When ?service=<name> is provided, the resolver finds the service whose ID matches did:nfd:<nfd-name>#<name> and returns its endpoint:

{
  "dereferencingMetadata": {
    "contentType": "application/did+json"
  },
  "contentStream": "https://nfdomains.com",
  "contentMetadata": {}
}

For services with structured endpoints (e.g., #profile), the structured object is returned as contentStream.

If the relativeRef parameter is also present, the relative reference is resolved against the service endpoint URL per RFC 3986 Section 5. For example, ?service=web&relativeRef=/about with endpoint https://example.com yields https://example.com/about.
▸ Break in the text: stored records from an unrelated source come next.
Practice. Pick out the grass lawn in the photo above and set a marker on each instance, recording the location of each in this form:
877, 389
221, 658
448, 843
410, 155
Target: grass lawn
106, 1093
Content negotiation: When the Accept header includes text/uri-list and the service endpoint is a URL string, the resolver returns HTTP 303 (See Other) with a Location header pointing to the resolved endpoint URL.

Note: The versionTime query parameter depends on the availability of Algorand Indexer services that provide historical application state. When historical state is not available, the resolver SHOULD return the current document with appropriate metadata indicating the limitation.


7. DID Document

7.1 DID Document Construction

The DID Document is constructed dynamically at resolution time by querying the Algorand blockchain. The resolver performs the following steps:

  1. Parse and validate the DID. Extract the NFD name from the did:nfd: prefix. Verify it matches the NFD pattern ( ^([a-z0-9]{1,27}\.){1,2}algo$). Reject multi-level segments and malformed identifiers with an invalidDid error.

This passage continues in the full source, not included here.